County to increase inmate housing fees

Published 4:02 pm Thursday, September 15, 2011

Everything costs more these days—even, apparently, locking someone up.

Local municipal police departments will soon be paying the county more to house inmates at the Chilton County Jail.

The Chilton County Commission at its meeting Monday approved a new fee scale of $35 for the first day an inmate is housed at the jail and $30 for each additional day.

The changes would take effect Oct. 1, the beginning of the 2012 Fiscal Year.

Currently, agencies outside the Chilton County Sheriff’s Department are billed $38 for the first day and $20.25 for days thereafter.

All of the figures listed above include a $3 food provision, which covers three meals per inmate per day.

Clanton Police Chief Brian Stilwell said his department has paid an average of about $7,500 a month over the past 10 months to house inmates at the local jail.
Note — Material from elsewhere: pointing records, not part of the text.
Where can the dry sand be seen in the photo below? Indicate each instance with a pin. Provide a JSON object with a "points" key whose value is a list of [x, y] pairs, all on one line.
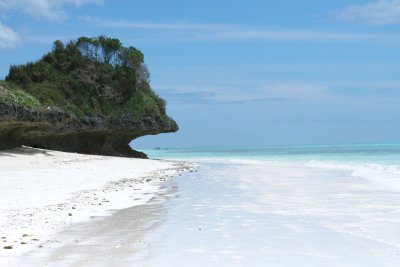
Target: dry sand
{"points": [[43, 192]]}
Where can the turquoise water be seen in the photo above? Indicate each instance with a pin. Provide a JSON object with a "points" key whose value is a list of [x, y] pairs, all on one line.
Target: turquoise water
{"points": [[388, 154]]}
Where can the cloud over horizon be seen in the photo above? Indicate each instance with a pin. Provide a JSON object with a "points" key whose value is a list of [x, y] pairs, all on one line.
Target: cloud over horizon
{"points": [[230, 32], [375, 13], [42, 9]]}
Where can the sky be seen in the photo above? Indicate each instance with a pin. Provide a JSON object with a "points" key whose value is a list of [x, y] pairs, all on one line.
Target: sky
{"points": [[241, 73]]}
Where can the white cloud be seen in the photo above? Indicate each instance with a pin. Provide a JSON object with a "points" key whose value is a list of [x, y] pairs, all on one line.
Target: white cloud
{"points": [[8, 38], [229, 32], [375, 13], [42, 9], [293, 91]]}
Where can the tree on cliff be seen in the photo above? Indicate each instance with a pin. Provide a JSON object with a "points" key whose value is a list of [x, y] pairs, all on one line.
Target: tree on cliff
{"points": [[91, 76]]}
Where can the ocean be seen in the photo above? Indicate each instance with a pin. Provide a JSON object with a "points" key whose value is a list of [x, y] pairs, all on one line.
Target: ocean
{"points": [[279, 206], [317, 205]]}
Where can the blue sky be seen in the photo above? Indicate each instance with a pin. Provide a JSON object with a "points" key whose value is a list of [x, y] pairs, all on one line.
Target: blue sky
{"points": [[241, 72]]}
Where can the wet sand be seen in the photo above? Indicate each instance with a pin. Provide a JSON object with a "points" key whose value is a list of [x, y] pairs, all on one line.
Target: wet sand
{"points": [[242, 214]]}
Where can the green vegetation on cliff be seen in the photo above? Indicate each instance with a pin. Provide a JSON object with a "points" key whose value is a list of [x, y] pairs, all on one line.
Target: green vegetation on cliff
{"points": [[87, 77]]}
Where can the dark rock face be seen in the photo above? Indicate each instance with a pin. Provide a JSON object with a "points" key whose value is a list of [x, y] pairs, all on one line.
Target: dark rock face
{"points": [[56, 130]]}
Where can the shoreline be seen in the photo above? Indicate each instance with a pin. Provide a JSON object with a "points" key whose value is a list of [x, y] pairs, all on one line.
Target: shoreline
{"points": [[43, 192]]}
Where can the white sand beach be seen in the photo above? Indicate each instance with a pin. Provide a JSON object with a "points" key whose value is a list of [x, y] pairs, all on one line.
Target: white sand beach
{"points": [[43, 192]]}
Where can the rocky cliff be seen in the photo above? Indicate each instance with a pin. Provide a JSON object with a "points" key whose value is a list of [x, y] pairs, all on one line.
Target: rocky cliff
{"points": [[73, 109]]}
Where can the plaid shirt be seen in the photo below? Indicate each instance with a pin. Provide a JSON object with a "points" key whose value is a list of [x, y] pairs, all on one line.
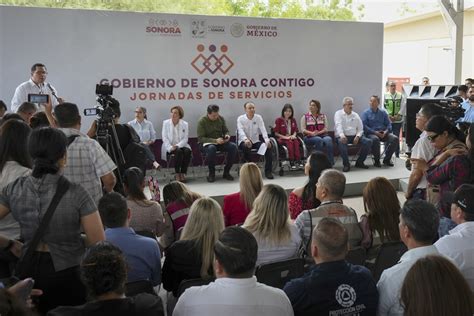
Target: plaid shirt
{"points": [[87, 161], [28, 199]]}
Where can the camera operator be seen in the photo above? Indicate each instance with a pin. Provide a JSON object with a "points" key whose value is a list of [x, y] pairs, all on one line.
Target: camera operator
{"points": [[87, 162]]}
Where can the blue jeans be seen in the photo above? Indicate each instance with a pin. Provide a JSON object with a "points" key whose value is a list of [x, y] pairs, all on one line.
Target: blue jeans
{"points": [[364, 151], [318, 142], [210, 150]]}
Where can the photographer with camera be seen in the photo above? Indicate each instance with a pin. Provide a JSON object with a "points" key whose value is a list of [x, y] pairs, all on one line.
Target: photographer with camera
{"points": [[35, 87]]}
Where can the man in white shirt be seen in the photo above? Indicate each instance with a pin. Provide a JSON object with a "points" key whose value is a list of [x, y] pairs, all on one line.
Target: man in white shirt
{"points": [[36, 85], [419, 221], [249, 127], [458, 244], [236, 290], [349, 130], [422, 152]]}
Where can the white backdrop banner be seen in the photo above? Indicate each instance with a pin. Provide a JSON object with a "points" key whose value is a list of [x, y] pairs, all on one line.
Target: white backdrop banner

The bill for August was $9, 823.25; under the new rates, that number would have been $13,560.

“We knew it was coming, and I don’t blame them,” Stilwell said of the increase. “When you look at this compared to the cost of building our own jail, it’s still a win-win for everybody.”

Stilwell said an average of six or seven Clanton inmates are being held at the county jail on any given day.
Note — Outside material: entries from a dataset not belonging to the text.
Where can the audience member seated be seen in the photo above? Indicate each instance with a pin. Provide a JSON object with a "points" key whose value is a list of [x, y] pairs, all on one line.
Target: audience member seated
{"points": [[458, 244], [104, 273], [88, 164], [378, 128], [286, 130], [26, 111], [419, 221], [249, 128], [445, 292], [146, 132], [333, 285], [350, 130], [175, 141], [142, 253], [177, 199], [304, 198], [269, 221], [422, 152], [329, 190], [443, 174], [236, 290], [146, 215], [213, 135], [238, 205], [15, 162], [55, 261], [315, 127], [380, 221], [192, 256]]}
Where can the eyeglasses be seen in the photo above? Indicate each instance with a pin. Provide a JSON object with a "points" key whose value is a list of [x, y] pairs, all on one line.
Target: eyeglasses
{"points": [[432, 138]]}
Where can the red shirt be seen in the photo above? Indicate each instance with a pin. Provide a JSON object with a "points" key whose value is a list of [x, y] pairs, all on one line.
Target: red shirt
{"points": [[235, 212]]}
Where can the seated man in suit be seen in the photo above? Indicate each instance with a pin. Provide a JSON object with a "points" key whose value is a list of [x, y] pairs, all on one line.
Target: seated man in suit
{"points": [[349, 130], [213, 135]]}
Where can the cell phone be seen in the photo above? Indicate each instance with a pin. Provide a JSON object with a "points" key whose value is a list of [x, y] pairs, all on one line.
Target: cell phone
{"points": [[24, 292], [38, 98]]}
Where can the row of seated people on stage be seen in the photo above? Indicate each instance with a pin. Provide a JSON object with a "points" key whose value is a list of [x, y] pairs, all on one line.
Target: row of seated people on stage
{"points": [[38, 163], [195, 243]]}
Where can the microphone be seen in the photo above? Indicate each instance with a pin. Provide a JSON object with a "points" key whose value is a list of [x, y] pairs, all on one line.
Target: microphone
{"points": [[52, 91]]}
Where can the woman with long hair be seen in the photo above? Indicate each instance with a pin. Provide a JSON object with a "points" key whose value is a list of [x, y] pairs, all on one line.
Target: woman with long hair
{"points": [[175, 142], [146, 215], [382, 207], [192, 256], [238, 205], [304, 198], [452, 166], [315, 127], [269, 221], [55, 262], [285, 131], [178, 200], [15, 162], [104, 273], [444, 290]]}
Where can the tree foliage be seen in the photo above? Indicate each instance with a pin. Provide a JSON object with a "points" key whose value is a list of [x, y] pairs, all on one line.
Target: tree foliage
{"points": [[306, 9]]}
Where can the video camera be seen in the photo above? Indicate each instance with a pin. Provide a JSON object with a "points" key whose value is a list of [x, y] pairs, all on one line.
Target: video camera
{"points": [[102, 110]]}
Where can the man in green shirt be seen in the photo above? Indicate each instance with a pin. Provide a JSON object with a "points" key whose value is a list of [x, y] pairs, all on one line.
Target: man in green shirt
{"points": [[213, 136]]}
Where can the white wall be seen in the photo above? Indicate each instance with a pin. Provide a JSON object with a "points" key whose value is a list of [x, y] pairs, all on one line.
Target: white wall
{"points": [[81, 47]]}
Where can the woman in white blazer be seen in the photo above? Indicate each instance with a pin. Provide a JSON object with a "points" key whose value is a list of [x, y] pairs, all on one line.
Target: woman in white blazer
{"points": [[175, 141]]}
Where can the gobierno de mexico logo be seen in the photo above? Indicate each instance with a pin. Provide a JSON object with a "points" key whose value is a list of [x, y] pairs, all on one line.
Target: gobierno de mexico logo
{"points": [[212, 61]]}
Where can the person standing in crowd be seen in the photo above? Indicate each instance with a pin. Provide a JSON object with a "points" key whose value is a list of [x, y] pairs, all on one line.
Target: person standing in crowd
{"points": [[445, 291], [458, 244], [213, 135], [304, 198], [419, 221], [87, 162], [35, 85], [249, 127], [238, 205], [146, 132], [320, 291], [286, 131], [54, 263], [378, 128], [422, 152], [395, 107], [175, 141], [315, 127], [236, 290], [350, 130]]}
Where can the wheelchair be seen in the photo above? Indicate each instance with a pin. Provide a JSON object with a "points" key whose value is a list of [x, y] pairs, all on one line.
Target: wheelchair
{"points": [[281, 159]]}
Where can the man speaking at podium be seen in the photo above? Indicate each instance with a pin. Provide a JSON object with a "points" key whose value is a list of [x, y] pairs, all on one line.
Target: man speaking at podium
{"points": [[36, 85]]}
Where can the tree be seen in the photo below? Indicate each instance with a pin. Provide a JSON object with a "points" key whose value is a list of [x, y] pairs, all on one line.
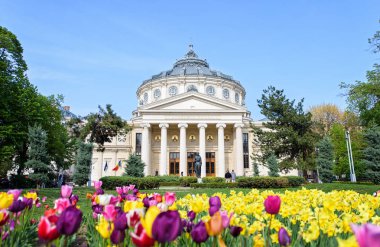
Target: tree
{"points": [[371, 154], [135, 167], [287, 133], [83, 163], [102, 126], [39, 159], [325, 160], [273, 166]]}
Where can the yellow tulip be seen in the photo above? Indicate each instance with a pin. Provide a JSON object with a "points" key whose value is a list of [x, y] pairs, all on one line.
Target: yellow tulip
{"points": [[5, 200]]}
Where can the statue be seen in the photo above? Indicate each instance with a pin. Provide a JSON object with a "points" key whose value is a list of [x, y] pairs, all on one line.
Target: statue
{"points": [[198, 165]]}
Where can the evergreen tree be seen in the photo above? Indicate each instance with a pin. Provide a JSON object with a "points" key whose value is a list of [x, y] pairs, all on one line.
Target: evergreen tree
{"points": [[83, 163], [256, 171], [371, 154], [135, 167], [39, 159], [325, 160], [273, 166]]}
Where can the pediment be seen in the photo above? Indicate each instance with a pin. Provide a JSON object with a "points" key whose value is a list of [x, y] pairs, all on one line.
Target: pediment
{"points": [[192, 101]]}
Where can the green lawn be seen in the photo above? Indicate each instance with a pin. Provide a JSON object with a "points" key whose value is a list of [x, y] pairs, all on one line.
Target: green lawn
{"points": [[85, 203]]}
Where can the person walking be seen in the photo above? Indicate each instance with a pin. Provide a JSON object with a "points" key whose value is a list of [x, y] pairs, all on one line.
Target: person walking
{"points": [[233, 176], [227, 176]]}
Maplesville’s bill for August was $477, as the town was charged for 17 days.

Jemison Police Shane Fulmer said he would like to see information detailing what costs associated with housing inmates have increased.

“We’ve been shown nothing that says why it costs more to house inmates,” Fulmer said. “It’s going to cost us several thousand dollars more a year.”
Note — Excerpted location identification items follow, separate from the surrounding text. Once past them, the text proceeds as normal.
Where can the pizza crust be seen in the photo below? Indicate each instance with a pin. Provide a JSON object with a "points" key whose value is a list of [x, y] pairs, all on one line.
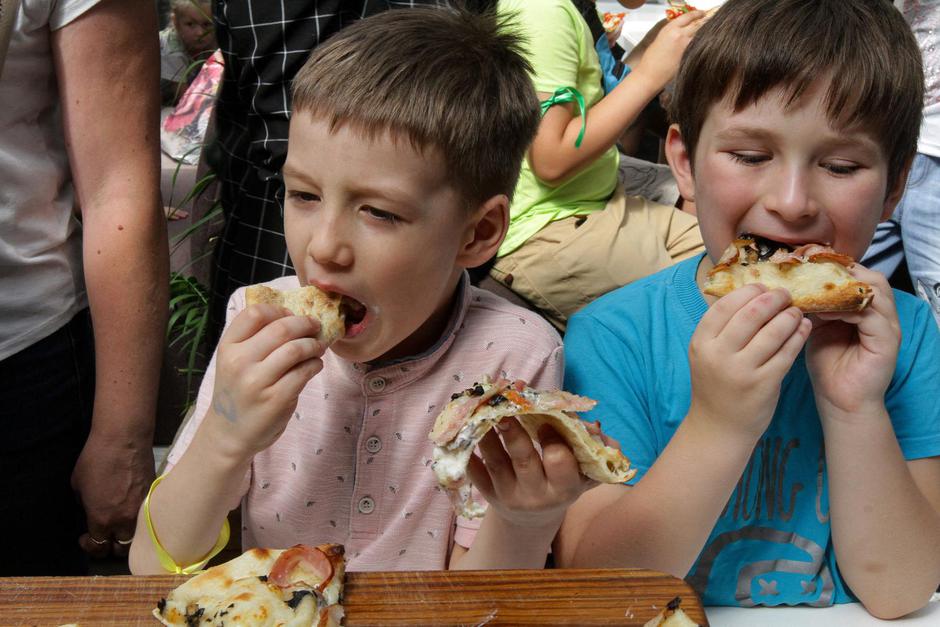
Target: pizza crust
{"points": [[305, 301], [817, 283]]}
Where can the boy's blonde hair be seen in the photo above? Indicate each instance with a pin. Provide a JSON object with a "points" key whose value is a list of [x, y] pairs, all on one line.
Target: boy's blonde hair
{"points": [[444, 78], [864, 48]]}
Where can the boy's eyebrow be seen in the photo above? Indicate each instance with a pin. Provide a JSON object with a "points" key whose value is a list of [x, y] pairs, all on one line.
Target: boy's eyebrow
{"points": [[287, 170], [386, 192], [837, 139], [735, 132]]}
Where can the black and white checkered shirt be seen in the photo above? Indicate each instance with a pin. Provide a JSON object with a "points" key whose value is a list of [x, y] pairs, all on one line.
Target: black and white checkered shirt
{"points": [[265, 43]]}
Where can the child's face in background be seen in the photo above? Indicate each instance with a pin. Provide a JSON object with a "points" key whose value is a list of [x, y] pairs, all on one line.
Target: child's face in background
{"points": [[376, 221], [788, 175], [193, 23]]}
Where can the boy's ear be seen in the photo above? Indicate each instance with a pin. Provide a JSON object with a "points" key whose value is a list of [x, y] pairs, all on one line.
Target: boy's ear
{"points": [[484, 231], [896, 191], [680, 161]]}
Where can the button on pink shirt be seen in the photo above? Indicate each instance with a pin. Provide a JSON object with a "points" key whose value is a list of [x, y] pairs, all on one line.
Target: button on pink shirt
{"points": [[353, 465]]}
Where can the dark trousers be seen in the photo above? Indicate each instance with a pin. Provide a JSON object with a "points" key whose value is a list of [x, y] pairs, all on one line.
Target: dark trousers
{"points": [[46, 396]]}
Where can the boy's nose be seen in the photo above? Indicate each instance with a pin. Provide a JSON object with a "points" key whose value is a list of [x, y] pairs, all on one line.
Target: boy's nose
{"points": [[790, 196]]}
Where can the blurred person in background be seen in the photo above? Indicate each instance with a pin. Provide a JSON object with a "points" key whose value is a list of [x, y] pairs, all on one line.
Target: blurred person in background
{"points": [[185, 43], [264, 44]]}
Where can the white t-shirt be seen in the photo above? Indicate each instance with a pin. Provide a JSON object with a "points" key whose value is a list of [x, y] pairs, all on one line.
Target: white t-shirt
{"points": [[41, 282], [924, 18]]}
Sheriff Kevin Davis, who oversees the jail, said he and the commission began looking into inmate housing in order to come into compliance with a state law requiring county jails to have written contracts with outside agencies they house inmates for.

“The whole discussion came about with our last audit,” Davis said. “The going up on the fees kind of happened secondary.”

In the past, there has been nothing more in place than verbal agreements, or maybe just a mutual understanding of how the arrangement has worked in the past.

Davis presented the commission with a recommendation to change the rates to $35 for the first day and $25 for days thereafter, but after discussion the commission decided to increase the amount even more.

“Their concern was the cost of running the jail,” Davis said. “All the expense for us to house inmates has gone up.”

Davis said this is the first increase in inmate housing fees that the commission has passed in his five years as sheriff.

The Chilton County Jail has a capacity of 186 people and houses from 150-170 on an average day, Davis said. Of those inmates, he estimated 80 percent are typically being held on county or felony charges, meaning the sheriff’s department is receiving no compensation.

Agencies other than local municipal police departments—such as Alabama State Troopers or the state Wildlife and Freshwater Fisheries Division law enforcement—also must pay the rates for housing inmates set by the commission.

Thorsby Police Chief Rodney Barnett, who like others in his position is working on a budget for FY 2012, said the change could affect his department.

“That’s one budget line item that’s always hard to figure,” Barnett said. “I would say we’re going to be affected, but it’s hard to say for sure.”